Los Angeles Times
POSTED: 04:47 p.m. HST, Aug 21, 2014
LAST UPDATED: 04:00 a.m. HST, Aug 22, 2014
Honda is going to replace the front bumpers on about 12,000 Fits it has already sold because the small car failed a key crash test.
The automaker announced the free program Thursday, at the same time the influential Insurance Institute for Highway Safety said a crash test of the 2015 Fit equipped with a redesigned bumper structure earned an "acceptable" rating on its small overlap crash test. The test simulates a wreck in which the front corner of the car hits another car or solid object at 40 mph.
"This is the first time that we know of that a manufacturer has called back vehicles after making a structural change like this to improve crash-test performance," said Russ Rader, spokesman for the insurance industry group.
In the first test, the Fit received a "marginal" rating.
Other automakers, including Honda, have called back cars after IIHS crash tests revealed flaws in their vehicles. But those cases involved airbags that could be reprogrammed, or fuel system parts that could be strengthened to prevent leaks -- relatively easy changes to make, Rader said.
The bumper replacement "is unprecedented," said Scott Oldham, editor of car-shopping website Edmunds.com. "It speaks to the company's appreciation for proactively doing right by its customers from a safety perspective. No company wants to be on the wrong end of that story in this day and age."
Technically not a recall -- failing an IIHS crash test does not imply a specific safety defect that triggers action by the National Highway Traffic Safety Administration -- the bumper problem represents the type of issue that automakers have become increasingly sensitive to in recent years.
Car companies have recalled more than 46 million vehicles in the U.S. this year. That's almost one of every five cars in the U.S. and eclipses the annual recall record of 30.8 million vehicles set in 2004.
The wave of recalls comes as Toyota, GM and Hyundai all have paid large federal fines for failing to recall vehicles promptly in previous years. GM remains the target of NHTSA and Justice Department investigations for not previously recalling cars with an ignition-key defect now linked to at least 13 deaths and more than 50 crashes.
Honda maintains that the Fit was safe even before the bumper change, noting that it did well on other crash tests. But the automaker said it didn't believe it was fair to have customers penalized for buying an early 2015 model year Fit, built before June 9, when the company incorporated the bumper change at the Celaya, Mexico, factory where the subcompact is assembled.
"This is not a small undertaking, but the action underscores Honda's long-term commitment to safety," said Chuck Thomas, the automaker's chief engineer for vehicle safety in the U.S.
Honda can retrofit the existing cars because an analysis of the crash-test results found the problem in a steel beam behind the plastic covering of the front bumper.

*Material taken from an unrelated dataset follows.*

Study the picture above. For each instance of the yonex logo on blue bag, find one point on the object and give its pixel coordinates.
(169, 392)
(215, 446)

When it designed the car, Honda said, it believed the beam was strong enough to deflect the crash energy from the front corner of the vehicle to the side that was not struck. This would reduce the intrusion of the vehicle's structure into the passenger cabin.
But in the first test of the Fit, the bumper beam broke because the welds didn't hold properly, the company said. The new beam has stronger welds that hold the bumper together and better distribute the crash energy, Thomas said.
Fit owners will be contacted by Honda with instructions to take their vehicles back to dealers for the change. Service departments will remove the plastic covering, unbolt the old beam and replace it with the improved bumper. Thomas said the change would require about 30 minutes of labor.
The insurance institute urged Fit owners to take advantage of Honda's replacement program.
The organization, which analyses vehicle safety issues for the insurance industry, has been crash-testing vehicles for nearly two decades. Over the years, its test results and safety ratings have become increasingly influential. Consumer Reports, for example, has removed vehicles from its recommended list after they have failed the IIHS small overlap crash test.
Car companies often advertise the results when their vehicles score high. They also make changes in subsequent generations of vehicles that score poorly, in order to do better in the tests.
Positive ratings also affect sales, said David Zuby, the institute's executive vice president.
A survey by IIHS found that, following the announcement of small overlap crash test ratings, dealers who had vehicles that did well on the test saw more traffic and sold more cars.
"That suggests that some consumers are hearing the message and acting on it by seeking the vehicles we have named as safe," Zuby said.